# Leitungsschutzschalter für SPS



## berc (18 Juli 2011)

Guten Abend zusammen

Ich bin gerade an einem Elektroschema für eine Verteilung mit einer SPS (Wago).
Nun frage ich mich mit welcher Charakteristik ich die SPS absichern soll auf der 24VDC seite.
Ich dachte da an eine Sicherung für die Digitalen Eingänge (ca 64), eine für die Digitalen Ausgänge (ca 50) welche Relais ansteuern und eine Sicherung für die CPU.

Mir ist bekannt dass man herkömmliche Leitungsschutzschalter nehmen kann. Die Auslösestromstärke (magnetisch) ist mit 1.5 zu Multiplizieren da sich die Leitungsschutzschalter an DC- Spannung etwas anders verhalten.

Ich würde mich jetzt so für die Auslösecharakteristik 'B' entscheiden. 

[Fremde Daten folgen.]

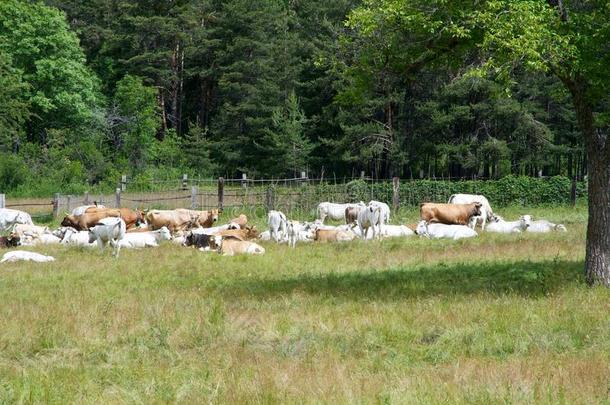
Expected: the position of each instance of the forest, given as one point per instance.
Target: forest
(92, 90)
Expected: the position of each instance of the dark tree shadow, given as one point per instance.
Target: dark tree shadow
(523, 278)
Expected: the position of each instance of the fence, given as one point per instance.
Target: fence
(302, 195)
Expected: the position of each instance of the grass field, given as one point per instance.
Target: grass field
(501, 318)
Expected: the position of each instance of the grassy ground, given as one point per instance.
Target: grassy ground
(502, 318)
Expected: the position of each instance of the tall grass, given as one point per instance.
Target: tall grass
(501, 318)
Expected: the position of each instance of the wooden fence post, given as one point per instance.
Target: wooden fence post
(56, 205)
(269, 198)
(185, 179)
(193, 197)
(396, 193)
(221, 193)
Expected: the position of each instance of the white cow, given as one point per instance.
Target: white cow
(335, 211)
(108, 230)
(486, 211)
(138, 240)
(72, 237)
(390, 231)
(499, 225)
(437, 231)
(81, 210)
(277, 225)
(370, 217)
(297, 231)
(544, 226)
(385, 210)
(23, 255)
(9, 218)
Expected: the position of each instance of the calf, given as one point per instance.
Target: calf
(437, 231)
(277, 224)
(458, 214)
(137, 240)
(10, 241)
(499, 225)
(108, 230)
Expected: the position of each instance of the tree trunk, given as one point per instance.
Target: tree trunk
(597, 258)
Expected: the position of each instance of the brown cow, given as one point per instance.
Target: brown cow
(241, 220)
(333, 235)
(248, 233)
(458, 214)
(89, 219)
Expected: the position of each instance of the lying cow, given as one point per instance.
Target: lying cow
(10, 217)
(108, 231)
(486, 211)
(499, 225)
(438, 231)
(22, 255)
(139, 240)
(333, 235)
(370, 217)
(544, 226)
(230, 247)
(334, 211)
(277, 225)
(450, 214)
(202, 241)
(10, 241)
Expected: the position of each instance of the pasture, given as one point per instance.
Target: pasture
(498, 318)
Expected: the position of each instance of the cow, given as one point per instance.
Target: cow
(277, 225)
(499, 225)
(138, 240)
(334, 211)
(12, 240)
(88, 219)
(297, 231)
(241, 221)
(72, 237)
(230, 247)
(486, 211)
(248, 233)
(201, 241)
(450, 214)
(544, 226)
(333, 235)
(10, 217)
(390, 231)
(385, 210)
(22, 229)
(180, 219)
(370, 217)
(108, 230)
(22, 255)
(437, 231)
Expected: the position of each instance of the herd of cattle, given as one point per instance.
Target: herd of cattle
(96, 225)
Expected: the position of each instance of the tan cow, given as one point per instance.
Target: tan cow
(248, 233)
(333, 235)
(458, 214)
(88, 219)
(241, 220)
(230, 247)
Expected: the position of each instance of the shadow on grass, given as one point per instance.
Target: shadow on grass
(523, 278)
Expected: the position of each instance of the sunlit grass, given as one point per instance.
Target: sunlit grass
(501, 318)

Wie sichert Ihr eure Steuerstromkreise ab?


----------



## Tigerente1974 (18 Juli 2011)

Achtung!

Falls Du ein getaktetes Netzteil verwendest, wird der Automat wohl nicht auslösen. Für diesen Fall gibt es Geräte von Siemens oder Murr. Die sind aber deutlich teurer als SI-Automaten.


----------



## berc (19 Juli 2011)

Ich habe noch nigends gelesen dass das nicht gehen sollte.
Weshalb den nicht?


Kanst du mir den Typ LS angeben den du meinst?


----------



## Blockmove (19 Juli 2011)

Schau dir einmal die Auslösekurve eines Automaten und die technischen Daten, insbesondere den max. Strom und die Zeit im Kurzschlussfall, deines Netzteils an.

Es kann sein, dass du z.B. gerade mal einen 2A Automat mit einem 10A Netzteil einsetzen kannst.

Deshalb setzt man elektronische Sicherungen wie z.B. Siemens Sitop Select ein.

Gruß
Dieter


----------



## S7Roland (19 Juli 2011)

Wir nutzen (in den Niederlanden) klassisch noch Glassicherungen in UKK 5-HESILED´s

Gruß
S7Roland


----------



## nico (19 Juli 2011)

LS-Schalter gibt es auch in DC Ausführung z.B. von Eaton/Moeller


----------



## RalfS (19 Juli 2011)

@Blockmove:

Gibt es da wirklich nur die Siemens Geräte und die Murr MICO? Oder kennt ihr weitere Hersteller, die inzwischen nachgezogen haben?

VG

Ralf


----------



## Tigerente1974 (19 Juli 2011)

Ist mir sonst auch keiner bekannt.

Vielleicht noch interessant:

Von Phoenix gibt es eine neue Serie getakteter Netzteile, die man mit einem LS-Schalter absichern kann. Nachteil: der Querschnitt der Leitung und die Leitungslänge (relativ kurz) müssen entsprechend passend sein.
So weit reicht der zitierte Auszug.